Meeting of the Parliament 06 November 2025
I thank everybody in the chamber who supported my members’ business motion. During the week that saw the start of stage 2 proceedings on the Deputy Presiding Officer’s Assisted Dying for Terminally Ill Adults (Scotland) Bill, it is good and proper that the Parliament takes a moment to consider end-of-life poverty in Scotland. Regardless of members’ views on the bill, it has been made clear from the discussions in the Parliament and across the country that we are all united, by a massive majority, in wanting the best possible support for those who are suffering with terminal illness.
Ensuring dignity in the final months and days when someone is suffering from a terminal illness should be a paramount consideration for the Parliament. No one needs to die in poverty, spending their final moments worrying about bills, how to afford their final meal or the implications for their loved ones. Unfortunately, as the preliminary data from Marie Curie’s 2025 report shows, dying in poverty is still the norm in too much of Scotland. We want to believe that we live in a land where everyone dies in the comfort of their own bed, surrounded by family and friends, in a peaceful, dignified and pain-free way, but a staggering one in four working-age people and one in six pensioners with a terminal illness die in poverty every year in this country. We can all agree that that is completely unacceptable.
Scotland remains such an unequal society in so many ways—most notably, in relation to income—and a closer look at the figures shows that areas such as my home city of Glasgow are affected the most, with one in three working-age people dying in poverty. A legacy of deindustrialisation, austerity and social neglect has led to too many of my constituents spending their whole lives, from the cradle to the grave, in poverty—indeed, it is a life sentence before they are even born. Where there should be dignity and support, instead, there is a constant, exhausting and overwhelming battle that does not end until their untimely passing.
In the past couple of weeks, there has been news of a credit union’s funeral plans being pulled at a moment’s notice by a completely unscrupulous provider, which shows that, even in death, some people are stripped of the dignity of the funeral that they might have planned. The fear of the pauper’s funeral still looms large in this country. It is the final indignity—a funeral being stripped from elderly, low-income Scots with no recourse. I hope that we can at least change that.

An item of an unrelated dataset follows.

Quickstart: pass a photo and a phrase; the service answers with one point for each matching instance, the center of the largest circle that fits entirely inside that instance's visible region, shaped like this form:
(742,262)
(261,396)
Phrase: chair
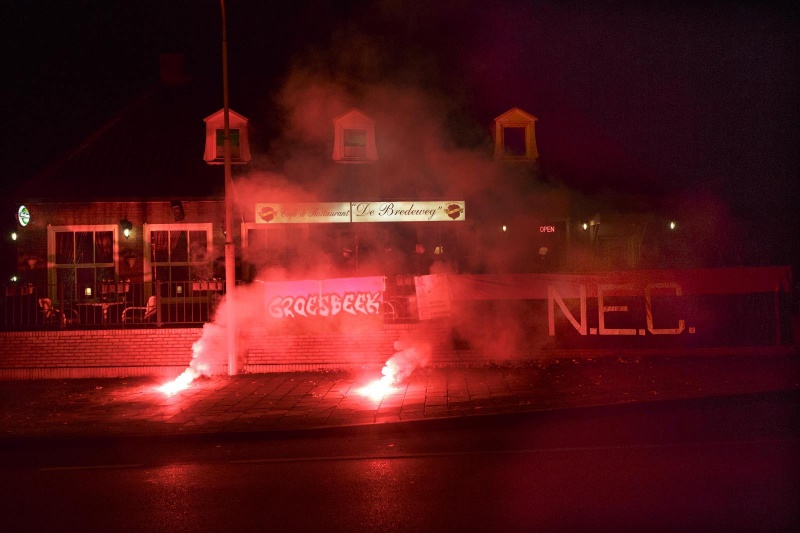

The terrible overlap of class and health inequalities was brought home to me, as I have mentioned previously, when I visited the Marie Curie hospice at Stobhill hospital—the hospital where I was born. I met a lady there who was suffering from terminal throat cancer. She had grown up in Bridgeton and had had a difficult upbringing—she had been involved in drug taking and various other things. She had two young boys and had just got her life back on track, or so she thought. She had had a persistent cough and a sore throat, and she went to the doctor umpteen times to try to get help. She was sent away with painkillers and told that it was just an infection. By the time she got a referral and was diagnosed, she had incurable throat cancer. She was in her late forties.
I walked around the hospice—as members of the Scottish Parliament, we often visit such places—and was suddenly confronted with this most horrendous, shattering story. What do you even say to someone in that situation? She felt that she had been robbed of her life because, due to her upbringing, she was not taken seriously and was unable to advocate for herself. She was suffering a terminal illness; she was going to die.
What were the implications for her? What about her young kids? It was a really difficult conversation, but we tried to turn it into something positive by talking about the impact that she had had on her children and how they were doing really well. We tried to gather some degree of positivity from the situation. She made the point that, if she had grown up in Bearsden rather than Bridgeton, she might still be alive today. I got a call just the day afterwards to say that she had passed away.
In many ways, we need to think about the reality of the avoidable deaths that happen every day in Scotland because of this economic and social problem, and about the lack of equality.